These are the key concepts you need to understand to accurately answer the question.

Trigonometric Identities
Trigonometric identities are mathematical equations that express relationships between trigonometric functions like sine, cosine, and tangent. These identities are fundamental in simplifying complex trigonometric expressions, making integration more manageable. In trigonometry, common identities include:
  • Pythagorean identities, such as \[\sin^2 x + \cos^2 x = 1\]
  • Sum and difference formulas, \[\sin(a \pm b) = \sin a \cos b \pm \cos a \sin b\]
  • Double angle formulas, which we'll delve into next.
Identities simplify the process of integrating trigonometric functions. By recognizing these relationships, complex transformations in integrals become simpler tasks, easing your calculus journey.
Double Angle Formula
A double angle formula is a specific trigonometric identity used to simplify the integration of functions like the one in our problem.
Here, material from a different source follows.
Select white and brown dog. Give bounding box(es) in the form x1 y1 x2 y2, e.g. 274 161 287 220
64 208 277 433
The double angle formula for cosine is:\[\cos(2x) = \cos^2 x - \sin^2 x\]This particular identity is derived by using sum formulas and is pivotal in transforming multiple angle expressions.
In the context of integrating \((\cos^2 x - \sin^2 x)\), we can replace it with \(\cos(2x)\). This transition creates a more straightforward path to solving the integral. Understanding and applying such transformations reduces integration to base forms and is an invaluable skill for solving complex trigonometric integrals.
Integration of Trigonometric Functions
The integration of trigonometric functions is a foundational skill in calculus. To integrate functions involving trigonometric terms, knowing the base formulas is crucial.
For instance, to integrate \( \cos(kx) \), use the formula:\[\int \cos(kx) \, dx = \frac{1}{k} \sin(kx) + C\]where \(C\) is the constant of integration.
In our problem, we've simplified \((\cos^2 x - \sin^2 x)\) to \(\cos(2x)\), allowing for the application of this formula. Plugging in \(k = 2\), we get:\[\int \cos(2x) \, dx = \frac{1}{2} \sin(2x) + C\]By mastering these integral expressions, students can tackle many complex calculus problems confidently and effectively.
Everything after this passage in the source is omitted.